Polly’s low, rippling laugh was smothered by a judicious toss of a sofa pillow from Sue.
“Be quiet, goosie, or you’ll have everybody rushing up here to see what’s the matter. Put the pillow case over the chafing-dish so it won’t be seen, and tell us what happened. Why did you tell us all to come up here?”
Polly seated herself on the arm of the nearest chair, and pushed back her hair from her forehead with a gesture exactly like the Admiral’s.
“Ladies, and sisters, and dear colleagues,” she began, in imitation of Miss Calvert’s Commencement Day rhetoric.
“Don’t speechify, Polly,” ordered Ruth, cheerfully. “Hurry up. It’s getting late.”
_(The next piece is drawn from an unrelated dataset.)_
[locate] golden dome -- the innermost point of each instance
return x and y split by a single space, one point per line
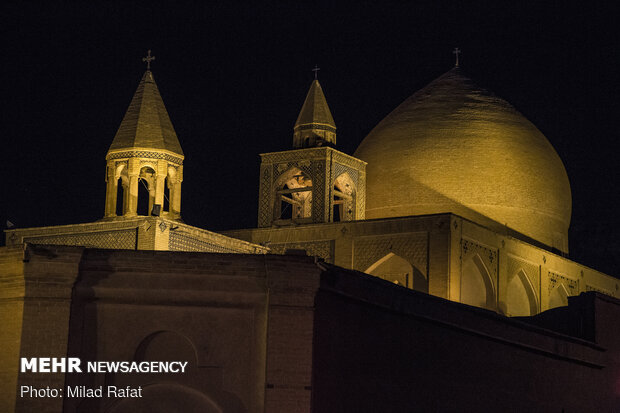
454 147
But Polly went serenely on her own way, which was characteristic of her.
“We stand at the parting of the ways, don’t we? The last year at dear, precious old Honoria’s is over for Ruth and Kate. No more will we six use the historic chafing-dish, no more battle with the twenty-eight strangers who have lingered within our gates.” She turned her head, and smiled at Ted and Sue. “Am I on the right thread of discourse, sisters? Does it sound like oratory?”
“Oh, bozzer,” said Sue, helplessly. “Play ball, Polly, please, please, play ball.”
“I’ll be good, and stop,” Polly retorted, laughing. “Listen. All the rest of the girls, excepting us, are going away on vacations. Real ones, I mean. And for the next two months, what are we going to do?”
“Nothing but rest,” Sue said, dismally.